Why You’ll Love This Recipe
This recipe provides a foundational method for making a traditional double-crust apple pie. It yields a dessert with a flaky, buttery crust and a sweet, spiced apple filling. The process is methodical and follows standard baking techniques for a consistent result.
Ingredients
For the Pie Crust (for a double crust):
- 2 ½ cups all-purpose flour
- 1 teaspoon salt
- 1 cup unsalted butter, chilled and cubed
- 6 to 8 tablespoons ice water
For the Apple Filling:
- 6 to 7 cups thinly sliced, peeled apples (such as Granny Smith, Honeycrisp, or a mix)
- ¾ cup granulated sugar
- ¼ cup all-purpose flour
- 1 teaspoon ground cinnamon
- ¼ teaspoon ground nutmeg
- 1 tablespoon lemon juice
- 1 tablespoon unsalted butter, cut into small pieces
- 1 egg, beaten (for egg wash)
- Coarse sugar (for sprinkling, optional)
Step by Step Instructions
- Make the Pie Crust: In a large bowl, combine the 2 ½ cups of flour and salt. Add the chilled, cubed butter and use a pastry cutter or your fingers to work it into the flour until the mixture resembles coarse crumbs with some pea-sized pieces of butter remaining.

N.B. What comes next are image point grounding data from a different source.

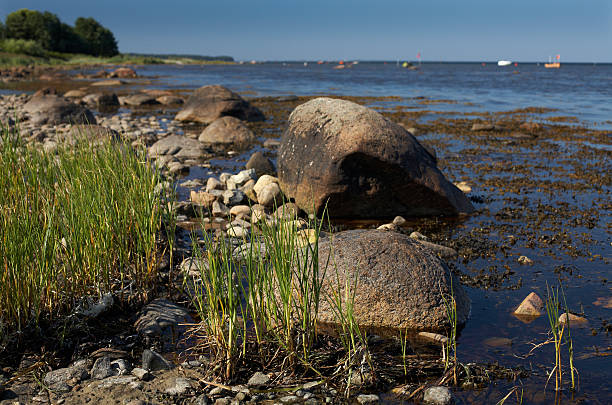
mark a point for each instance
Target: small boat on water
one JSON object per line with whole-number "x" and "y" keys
{"x": 553, "y": 65}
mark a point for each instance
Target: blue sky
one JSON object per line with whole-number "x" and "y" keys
{"x": 448, "y": 30}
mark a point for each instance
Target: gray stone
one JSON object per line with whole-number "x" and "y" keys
{"x": 258, "y": 379}
{"x": 141, "y": 374}
{"x": 368, "y": 399}
{"x": 228, "y": 132}
{"x": 101, "y": 100}
{"x": 400, "y": 283}
{"x": 213, "y": 184}
{"x": 438, "y": 396}
{"x": 347, "y": 158}
{"x": 208, "y": 103}
{"x": 233, "y": 197}
{"x": 101, "y": 368}
{"x": 179, "y": 146}
{"x": 52, "y": 109}
{"x": 270, "y": 195}
{"x": 139, "y": 99}
{"x": 261, "y": 164}
{"x": 154, "y": 361}
{"x": 399, "y": 221}
{"x": 78, "y": 371}
{"x": 180, "y": 386}
{"x": 220, "y": 210}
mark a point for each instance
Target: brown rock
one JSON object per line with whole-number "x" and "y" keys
{"x": 261, "y": 164}
{"x": 399, "y": 282}
{"x": 208, "y": 103}
{"x": 123, "y": 73}
{"x": 178, "y": 146}
{"x": 139, "y": 99}
{"x": 573, "y": 320}
{"x": 202, "y": 198}
{"x": 101, "y": 100}
{"x": 52, "y": 109}
{"x": 108, "y": 83}
{"x": 361, "y": 164}
{"x": 532, "y": 305}
{"x": 229, "y": 132}
{"x": 169, "y": 100}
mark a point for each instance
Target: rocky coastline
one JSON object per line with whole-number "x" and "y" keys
{"x": 182, "y": 135}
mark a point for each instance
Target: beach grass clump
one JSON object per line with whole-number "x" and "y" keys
{"x": 81, "y": 221}
{"x": 262, "y": 298}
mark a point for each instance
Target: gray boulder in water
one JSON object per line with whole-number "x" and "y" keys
{"x": 361, "y": 165}
{"x": 397, "y": 282}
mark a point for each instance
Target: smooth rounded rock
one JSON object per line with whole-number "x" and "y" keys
{"x": 400, "y": 283}
{"x": 208, "y": 103}
{"x": 227, "y": 131}
{"x": 358, "y": 164}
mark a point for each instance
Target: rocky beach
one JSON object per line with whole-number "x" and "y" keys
{"x": 417, "y": 205}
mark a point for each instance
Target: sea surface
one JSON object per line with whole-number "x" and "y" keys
{"x": 580, "y": 90}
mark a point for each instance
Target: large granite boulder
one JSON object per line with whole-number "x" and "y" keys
{"x": 53, "y": 109}
{"x": 228, "y": 132}
{"x": 208, "y": 103}
{"x": 400, "y": 283}
{"x": 360, "y": 164}
{"x": 178, "y": 146}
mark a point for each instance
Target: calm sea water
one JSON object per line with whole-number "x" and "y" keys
{"x": 581, "y": 90}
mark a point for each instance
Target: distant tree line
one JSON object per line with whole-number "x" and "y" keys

- Gradually add ice water, one tablespoon at a time, mixing until the dough just begins to come together. Divide the dough in half, shape each half into a disk, wrap in plastic wrap, and refrigerate for at least 1 hour.
- Preheat Oven and Prepare Filling:Preheat oven to 425°F (220°C). In a large bowl, combine the sliced apples, ¾ cup sugar, ¼ cup flour, cinnamon, nutmeg, and lemon juice. Toss until the apples are evenly coated.
- Roll Out the Crust: On a lightly floured surface, roll out one disk of dough into a circle about 12 inches in diameter. Carefully transfer it to a 9-inch pie dish.
- Add the Filling: Pour the apple mixture into the pie crust, mounding it slightly in the center. Dot the top of the filling with the small pieces of butter.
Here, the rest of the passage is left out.